While I was out drinking and drugging I did some pretty horrible stuff. One of which was cheating several times on Matt. Well his bandmates knew the whole story while I was out there on my run and they were pretty upset to say the least. Matt is a good friend of theirs and their fellow bandmate, they are like family.
So since I have been clean I have changed drastically. I no longer operate the way that I did.
I posted a message on Caveat Emptors forum yesterday with an update on how Matt has been at my place sick with mono. I made some sick jokes I admit... confused my bad.
I said he has mono and sounds like he has a cock in his mouth and who has he been kissing.
I decided to check the forum today and see if anyone had posted anything about Saturday's concert. To my surprise I see my name and offensive comments relating to me all over the forum. Really childish shit!
They even made refrence to my past and couldn't even sign their real names. WTF!!!
I know I shouldn't even let them rent this much space in my head however I can't help it!
People outside their little circle could look and see all this shit with my name on it...most of which is not true.
I called Matt and read to him what they posted and he's pissed.
Most of all because he's been so sick and they have not even called to check up on him and now they smear the forum with shit about me and him.
His throat is so swollen that he couldn't even call them to yell at them.
It's taking all of my energy NOT to post back in the forum at them.
The thing that upsets me the most is that I have done so much to help out the promotion of this band. I have helped them out at their shows collecting e-mails for their mailing list. Sending out e-mails, helping out at the merch table.
For whatever reason which I may never ever know they have so much hate towards me.
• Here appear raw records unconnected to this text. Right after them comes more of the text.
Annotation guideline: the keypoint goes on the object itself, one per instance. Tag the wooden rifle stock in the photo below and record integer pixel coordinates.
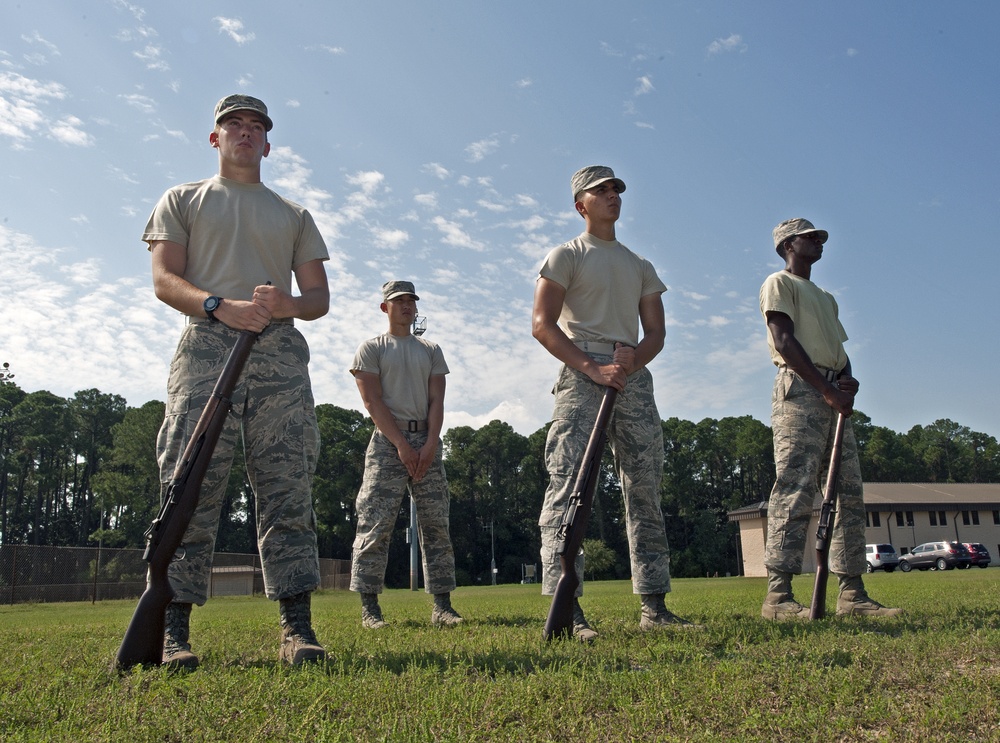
(143, 642)
(817, 610)
(574, 524)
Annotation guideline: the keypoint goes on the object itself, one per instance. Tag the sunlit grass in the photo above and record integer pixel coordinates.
(934, 674)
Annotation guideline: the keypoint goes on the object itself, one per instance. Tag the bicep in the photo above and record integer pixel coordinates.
(548, 302)
(169, 259)
(369, 385)
(651, 315)
(435, 387)
(780, 326)
(312, 275)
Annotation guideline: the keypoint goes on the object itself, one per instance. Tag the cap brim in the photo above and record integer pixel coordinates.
(599, 181)
(268, 124)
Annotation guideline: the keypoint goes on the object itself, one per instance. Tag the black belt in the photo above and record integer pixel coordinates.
(411, 426)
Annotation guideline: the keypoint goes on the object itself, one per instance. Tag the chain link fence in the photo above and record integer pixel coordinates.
(53, 574)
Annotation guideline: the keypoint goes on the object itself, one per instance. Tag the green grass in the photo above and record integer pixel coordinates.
(932, 675)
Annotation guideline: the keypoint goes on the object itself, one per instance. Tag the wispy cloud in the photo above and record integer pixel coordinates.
(435, 169)
(233, 27)
(70, 131)
(644, 85)
(455, 236)
(150, 55)
(21, 101)
(478, 151)
(732, 43)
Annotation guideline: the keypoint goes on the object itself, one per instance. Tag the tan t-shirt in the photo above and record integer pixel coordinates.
(404, 365)
(604, 282)
(237, 235)
(815, 315)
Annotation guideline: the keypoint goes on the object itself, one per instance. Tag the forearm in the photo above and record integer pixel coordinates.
(647, 350)
(557, 343)
(312, 304)
(385, 422)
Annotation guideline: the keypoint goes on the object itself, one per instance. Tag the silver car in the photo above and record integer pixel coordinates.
(881, 557)
(936, 555)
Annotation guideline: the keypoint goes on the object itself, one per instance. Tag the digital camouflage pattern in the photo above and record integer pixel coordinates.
(273, 409)
(635, 435)
(385, 481)
(804, 427)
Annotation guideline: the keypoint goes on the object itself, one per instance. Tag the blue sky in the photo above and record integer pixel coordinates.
(435, 141)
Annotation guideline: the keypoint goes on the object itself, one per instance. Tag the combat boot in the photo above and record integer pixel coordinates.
(779, 603)
(854, 600)
(298, 641)
(443, 614)
(176, 632)
(655, 614)
(582, 630)
(371, 612)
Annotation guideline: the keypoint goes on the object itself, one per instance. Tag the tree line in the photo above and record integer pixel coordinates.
(81, 471)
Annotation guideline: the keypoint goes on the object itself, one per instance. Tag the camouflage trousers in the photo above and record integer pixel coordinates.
(377, 506)
(804, 426)
(635, 434)
(274, 414)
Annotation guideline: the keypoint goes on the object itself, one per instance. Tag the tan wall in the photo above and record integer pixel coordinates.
(904, 539)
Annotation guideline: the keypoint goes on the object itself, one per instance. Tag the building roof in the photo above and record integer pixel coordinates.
(906, 496)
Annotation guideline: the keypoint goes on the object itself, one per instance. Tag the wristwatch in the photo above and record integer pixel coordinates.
(211, 304)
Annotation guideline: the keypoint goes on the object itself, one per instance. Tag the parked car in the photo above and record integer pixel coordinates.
(881, 557)
(936, 555)
(979, 554)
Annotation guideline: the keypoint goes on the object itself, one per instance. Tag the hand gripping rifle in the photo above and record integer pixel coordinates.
(574, 524)
(143, 642)
(817, 610)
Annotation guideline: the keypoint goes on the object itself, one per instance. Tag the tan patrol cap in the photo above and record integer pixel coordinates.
(593, 175)
(239, 102)
(393, 289)
(797, 226)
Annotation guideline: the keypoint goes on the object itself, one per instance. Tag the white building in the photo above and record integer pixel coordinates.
(901, 514)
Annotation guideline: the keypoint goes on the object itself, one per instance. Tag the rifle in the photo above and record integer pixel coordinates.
(143, 642)
(817, 610)
(574, 524)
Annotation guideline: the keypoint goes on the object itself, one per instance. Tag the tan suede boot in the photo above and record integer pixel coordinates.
(779, 604)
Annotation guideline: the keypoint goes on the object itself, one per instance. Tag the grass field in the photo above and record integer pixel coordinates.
(932, 675)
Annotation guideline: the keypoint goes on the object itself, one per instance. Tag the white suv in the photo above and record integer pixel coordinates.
(881, 556)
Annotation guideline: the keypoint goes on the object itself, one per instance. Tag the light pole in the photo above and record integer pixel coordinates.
(493, 559)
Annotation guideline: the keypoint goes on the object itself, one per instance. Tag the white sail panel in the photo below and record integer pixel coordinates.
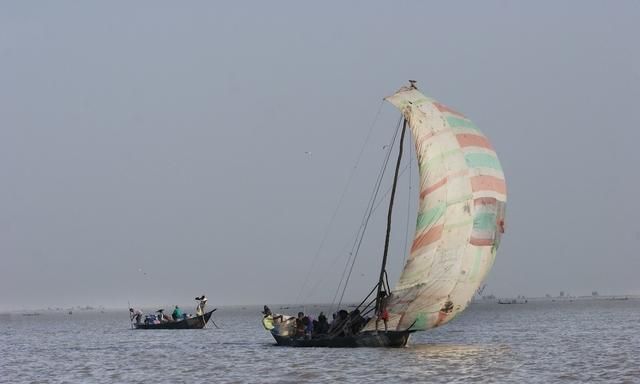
(460, 214)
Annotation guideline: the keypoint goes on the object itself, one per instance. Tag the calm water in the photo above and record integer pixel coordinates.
(537, 342)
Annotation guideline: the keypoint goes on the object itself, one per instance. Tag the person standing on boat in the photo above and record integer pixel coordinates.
(135, 314)
(383, 313)
(201, 304)
(177, 313)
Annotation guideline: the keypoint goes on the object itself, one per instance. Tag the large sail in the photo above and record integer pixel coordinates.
(460, 214)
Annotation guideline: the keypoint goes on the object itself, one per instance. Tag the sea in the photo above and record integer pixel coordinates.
(540, 341)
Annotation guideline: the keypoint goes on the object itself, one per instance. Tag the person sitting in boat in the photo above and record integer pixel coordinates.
(268, 318)
(308, 326)
(202, 301)
(340, 324)
(322, 326)
(177, 313)
(357, 322)
(163, 317)
(135, 314)
(383, 313)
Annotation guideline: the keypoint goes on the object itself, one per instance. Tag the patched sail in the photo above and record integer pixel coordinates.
(460, 214)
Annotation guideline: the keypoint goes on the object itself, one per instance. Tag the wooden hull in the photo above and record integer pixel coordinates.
(390, 339)
(191, 323)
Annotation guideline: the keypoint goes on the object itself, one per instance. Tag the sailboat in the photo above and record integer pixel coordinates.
(460, 221)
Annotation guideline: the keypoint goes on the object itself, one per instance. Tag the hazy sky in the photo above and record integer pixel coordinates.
(153, 151)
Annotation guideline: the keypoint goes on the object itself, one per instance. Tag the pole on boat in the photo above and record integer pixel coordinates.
(389, 214)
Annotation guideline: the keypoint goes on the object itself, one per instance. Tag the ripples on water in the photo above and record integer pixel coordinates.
(538, 342)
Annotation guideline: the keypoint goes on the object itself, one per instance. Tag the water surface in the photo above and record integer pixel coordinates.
(537, 342)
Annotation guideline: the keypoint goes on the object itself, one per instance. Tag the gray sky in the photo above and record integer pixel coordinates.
(153, 151)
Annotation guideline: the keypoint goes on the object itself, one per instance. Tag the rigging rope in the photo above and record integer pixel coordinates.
(365, 222)
(335, 212)
(406, 237)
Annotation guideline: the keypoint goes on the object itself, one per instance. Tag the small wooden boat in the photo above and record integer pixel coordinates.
(197, 322)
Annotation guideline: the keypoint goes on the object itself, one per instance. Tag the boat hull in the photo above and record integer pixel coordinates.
(191, 323)
(390, 339)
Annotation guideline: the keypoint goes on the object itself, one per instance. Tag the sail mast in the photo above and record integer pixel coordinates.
(389, 214)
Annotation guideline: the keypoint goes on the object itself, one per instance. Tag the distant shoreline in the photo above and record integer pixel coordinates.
(295, 307)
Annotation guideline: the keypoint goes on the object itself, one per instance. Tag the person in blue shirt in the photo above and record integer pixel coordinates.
(177, 314)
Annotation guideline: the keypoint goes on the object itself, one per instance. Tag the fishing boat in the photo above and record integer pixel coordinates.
(460, 221)
(196, 322)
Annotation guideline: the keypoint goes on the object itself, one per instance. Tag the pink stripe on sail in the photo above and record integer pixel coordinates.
(488, 183)
(444, 108)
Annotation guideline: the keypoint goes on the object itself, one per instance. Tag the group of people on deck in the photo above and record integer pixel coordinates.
(161, 317)
(344, 323)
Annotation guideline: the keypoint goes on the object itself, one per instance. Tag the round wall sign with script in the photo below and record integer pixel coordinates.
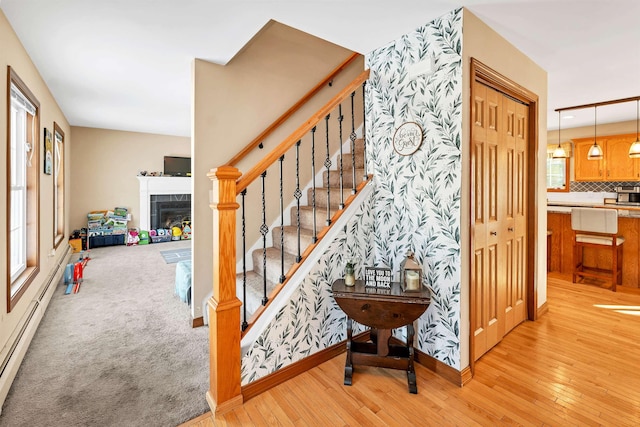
(407, 138)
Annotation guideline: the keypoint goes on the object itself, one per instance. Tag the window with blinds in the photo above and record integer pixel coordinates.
(23, 183)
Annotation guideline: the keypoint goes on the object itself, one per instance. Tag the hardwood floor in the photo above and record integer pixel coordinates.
(577, 365)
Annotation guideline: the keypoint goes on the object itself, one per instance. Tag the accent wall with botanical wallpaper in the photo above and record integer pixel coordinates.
(415, 206)
(311, 320)
(417, 197)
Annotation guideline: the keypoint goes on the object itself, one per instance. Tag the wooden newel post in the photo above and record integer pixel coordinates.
(224, 392)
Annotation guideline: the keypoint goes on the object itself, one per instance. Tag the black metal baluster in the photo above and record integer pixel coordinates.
(297, 194)
(245, 325)
(264, 229)
(353, 137)
(341, 168)
(282, 277)
(327, 165)
(364, 134)
(313, 187)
Why can't they just be happy for Matt and I. We have both been through so much and we came out on the other side, together.
I love Matt so mucha and I know that they see that yet they still have to hate and lash out!
Matt says he's sick and tired of the bullshit and might quit the band but I know he won't.
That is the only shot at any kind of meaningful life he has...his music is his talent and Cain and Abel Productions is his ticket.
HELP!
Any feedback on this would be greatly appreaciated.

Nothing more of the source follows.